Asked if there was a leadership vacuum in the party, he said: “We are in the secretariat and we are running the affairs of the party. So, the suspension still prevails until the hearing of the matter or if there is any contrary order from the Court of Appeal.”

On Oshionhole’s statement issued yesterday admitting three national officers into the NWC, he said: “It is very pathetic and disturbing because we saw an announcement that purported that we approved nominations of three officers on January 14. One of these officers, which is the deputy national chairman, South, the nomination from his state came to the national vice chairman on February 28, almost 40 days after the date of the purported meeting.

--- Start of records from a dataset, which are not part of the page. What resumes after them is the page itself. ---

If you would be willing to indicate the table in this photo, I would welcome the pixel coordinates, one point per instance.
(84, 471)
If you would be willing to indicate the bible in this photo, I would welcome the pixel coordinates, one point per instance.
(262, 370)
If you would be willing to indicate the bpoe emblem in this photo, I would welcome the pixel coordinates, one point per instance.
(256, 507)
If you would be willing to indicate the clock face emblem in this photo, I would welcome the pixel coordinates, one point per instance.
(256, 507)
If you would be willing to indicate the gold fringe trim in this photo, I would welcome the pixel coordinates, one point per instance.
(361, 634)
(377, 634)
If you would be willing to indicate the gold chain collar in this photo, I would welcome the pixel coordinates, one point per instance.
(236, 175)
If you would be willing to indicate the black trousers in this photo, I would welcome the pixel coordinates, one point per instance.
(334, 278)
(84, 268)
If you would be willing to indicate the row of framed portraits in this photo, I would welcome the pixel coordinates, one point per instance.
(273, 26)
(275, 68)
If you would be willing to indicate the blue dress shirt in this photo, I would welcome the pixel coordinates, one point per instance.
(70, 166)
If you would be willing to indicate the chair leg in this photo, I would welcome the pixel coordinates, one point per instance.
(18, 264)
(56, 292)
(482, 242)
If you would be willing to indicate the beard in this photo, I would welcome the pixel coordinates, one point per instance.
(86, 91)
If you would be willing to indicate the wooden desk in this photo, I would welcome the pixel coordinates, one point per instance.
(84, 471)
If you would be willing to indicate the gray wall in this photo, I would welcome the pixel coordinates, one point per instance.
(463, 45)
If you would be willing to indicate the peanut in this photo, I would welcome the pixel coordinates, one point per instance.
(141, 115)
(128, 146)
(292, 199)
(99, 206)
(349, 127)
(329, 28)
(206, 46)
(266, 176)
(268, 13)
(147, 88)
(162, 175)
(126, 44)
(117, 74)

“…I am a NWC member and I was not in the meeting where the decision to admit these persons as NWC members was taken. Where is the minutes of the meeting, where was it held? And how do we approve a nomination that is yet to come? We are not running a banana republic.”

Meanwhile, six NWC members met, yesterday, at the APC secretariat, which, according to sources, was to review the suspension of the chairman and the admission of three national officers into the NWC. It was chaired by the acting national secretary, Victor Giadom.